Prior to domestication, writers command a distinct self with particularities and talents. Somewhere along this blissful path, their souls are squashed by the Inevitable Plague of the Life Crisis. The realization of what one should be dawns. Doubt grows and all sorts of horrifying notions fill the weakened mind. Writers ought to do such and such, an invisible creature formed of Everybody’s Opinions says. Avoid this mistake! Don’t write in this format! Don’t write in such and such POV!

Rules.

Art is not rules. Replicating the success of others holds you back. To be the best writer you can be, you must be wholly yourself.

Stop listening to People.

People aren’t you.

I used to think some people were “born” creative. That certain personalities were inherently more creative than others. True creatives possessed the ability to create concretely on the fly. I was slow. I should not have been creative. My ideas were not original. I was not intuitive.

That was before I knew myself.

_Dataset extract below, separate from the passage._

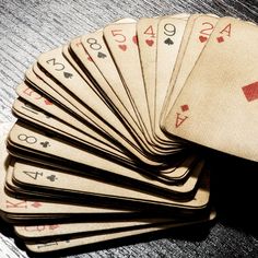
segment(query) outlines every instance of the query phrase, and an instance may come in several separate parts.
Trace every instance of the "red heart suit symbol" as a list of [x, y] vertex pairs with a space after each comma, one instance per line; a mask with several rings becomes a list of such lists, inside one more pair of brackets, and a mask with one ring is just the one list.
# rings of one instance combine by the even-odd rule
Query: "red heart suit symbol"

Before I understood I absorb pieces of information from millions of places and transform them into something cohesive; not a story so much as a feeling. Fuzzy at first but mutating into something new. Once epiphany struck, I learned to trust my process and appreciate the way I created. Then I loved writing because I did not have to pretend or follow someone else’s model of creation.

Turn off the advice. Listen to your inner self. In the silence, you will hear a whisper.

Listen.

2 responses to “The Unfortunate Domestication of Wild Writerdom”

  1. Great post and valuable insight you shared! I agree with you to “Stop listening to People. People aren’t you.” Advice and feedback is nice, but we have to start trusting and listening to ourselves more. No one know yourself more than you do. Thanks for the reminder!